News of El Rhazoui’s possible firing sparked howls of protest and allegations of hypocrisy in the French press and on social media sites. According to Le Monde, Patrick Pelloux, a physician and well-known Charlie Hebdo contributor, sent El Rhazoui an email blasting the magazine’s decision.

“We’re all still recovering from the attack. Summoning a team member who is still suffering is wicked and disloyal,” he noted, before adding, “Receiving a prize for freedom of expression and threatening journalists, is paradoxical.”

Pelloux was referring to Charlie Hebdo receiving a controversial freedom of speech award at the PEN Literary Gala in New York this month, a decision that prompted a boycott by 175 prominent authors over what they called the satirical magazine’s “cultural intolerance.”
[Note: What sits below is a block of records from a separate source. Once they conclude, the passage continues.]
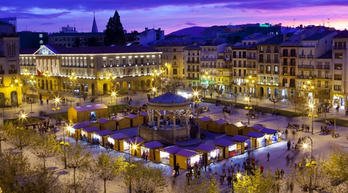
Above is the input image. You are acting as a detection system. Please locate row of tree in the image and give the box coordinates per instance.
[0,124,219,193]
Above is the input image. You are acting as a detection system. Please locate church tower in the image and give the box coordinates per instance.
[92,13,98,33]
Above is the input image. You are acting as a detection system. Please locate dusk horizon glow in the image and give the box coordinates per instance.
[0,0,348,34]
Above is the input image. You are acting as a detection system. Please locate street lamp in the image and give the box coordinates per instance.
[308,102,318,135]
[302,136,316,193]
[128,144,138,193]
[244,97,253,125]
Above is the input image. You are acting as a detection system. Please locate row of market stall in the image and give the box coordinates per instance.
[68,122,279,170]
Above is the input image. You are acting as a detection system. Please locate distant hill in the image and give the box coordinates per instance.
[168,26,206,37]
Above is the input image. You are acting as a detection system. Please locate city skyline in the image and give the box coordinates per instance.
[0,0,348,34]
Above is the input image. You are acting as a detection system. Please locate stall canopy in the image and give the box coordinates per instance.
[251,124,266,131]
[110,133,128,140]
[68,104,109,123]
[72,123,90,129]
[246,131,264,138]
[163,145,181,154]
[83,127,99,133]
[127,137,144,144]
[176,149,197,158]
[215,139,233,147]
[260,128,278,135]
[144,141,163,149]
[196,144,216,153]
[95,129,112,136]
[231,135,249,142]
[97,118,109,123]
On Twitter, a cartoon by satirist Hervé Baudry showing El Rhazoui holding a sign that says, “Je suis punie,” or “I am punished”—a play on the post-January attack “Je suis Charlie” slogan—promptly went viral.

“The poison of the millions”

While neither El Rhazoui nor the Charlie Hebdo management have commented on the reasons for her summons, at the heart of the latest storm lies the once nearly bankrupt magazine’s increased fortunes following the January 7 attack. The weekly raised nearly €30 million in donations, grants and sales after the attack, sparking differences among editorial staffers over how the magazine’s finances must be handled.

Some of the staffers of the left-wing weekly have warned that the famously anti-establishment magazine might succumb to “the poison of the millions.” The dissidents have called for the magazine to become “a cooperative” and for the new funds to be placed in a trust that would ensure Charlie Hebdo’s survival for “30 years.”

El Rhazoui was one of 15 Charlie Hebdo editorial staffers who wrote an open letter criticizing the magazine’s owners and management in late March.

Charlie Hebdo is currently 40% owned by Charb’s parents, while another 40% is held by cartoonist Riss—the new director of the publication who was injured in the attack—and 20% by the CFO, Eric Portheault.